Parmi les autres éléments mentionnés dans ce mémoire, Radio-Canada précise que les publicités cesseraient ainsi d’être diffusées sur l’ensemble de ses plateformes, incluant internet et la télévision. Il n’y avait pas de publicité à la radio.

Un autre montant de 100 millions $ a aussi été demandé pour permettre la modernisation des installations de Radio-Canada et compléter le virage numérique entamé.

Selon les données avancées par le diffuseur public, le coût de ses demandes représente une hausse du financement de la société d’État de 12 $ par Canadien par année.

Dans les recommandations, contenues dans le mémoire, il est aussi suggéré de «dépolitiser le financement de CBC/Radio-Canada» dans le but d’assurer un budget stable et prévisible «indexé en fonction de l’inflation, et indépendant du calendrier électoral et du cycle budgétaire annuel du gouvernement».

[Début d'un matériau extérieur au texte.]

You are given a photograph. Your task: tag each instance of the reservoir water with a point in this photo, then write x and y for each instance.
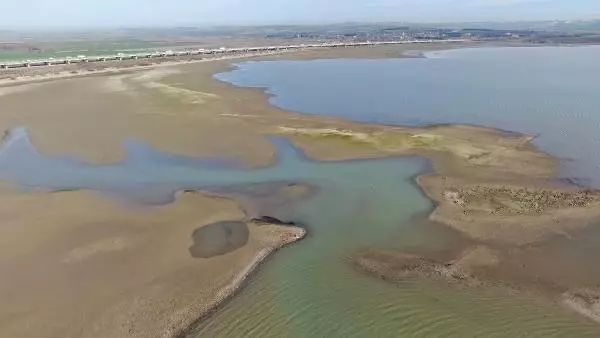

En après-midi, le bureau de la ministre du Patrimoine canadien, Mélanie Joly, a précisé à TVA Nouvelles qu’il était «trop tôt» pour commenter la proposition - qui sera examinée, ainsi que les autres qui seront soumises dans le cadre des consultations.

Revenus publicitaires en déclin

Bien que «content d’apprendre que Radio-Canada soit ouvert à de telles discussions», le député conservateur Maxime Bernier, qui affichait ce week-end qu'il devrait être interdit au diffuseur public de vendre de la publicité, voit dans le montant compensatoire réclamé une manière d'obtenir plus de budgets, alors que le marché publicitaire s'effondre.

Le directeur des communications pour la campagne de Maxime Bernier à la direction du Parti conservateur a affirmé que le montant de 318 millions $ demandé à titre de compensation représente les revenus publicitaires de 2014.

«Les revenus publicitaires de Radio-Canada sont en baisse, en 2015 ils étaient plutôt de 250 millions $ et tout indique qu’en 2016, ils seront encore plus bas», a affirmé Maxime Hupé à l’Agence QMI.

La perte des revenus publicitaires n’est pas qu’un écueil propre à Radio-Canada. Lors des audiences du Conseil de la radiodiffusion et des télécommunications canadiennes (CRTC) pour défendre le renouvellement de ses licences de télévision, Bell Média, Groupe V et Groupe Québecor Média ont tous affirmé que ces revenus avaient diminué ces dernières années.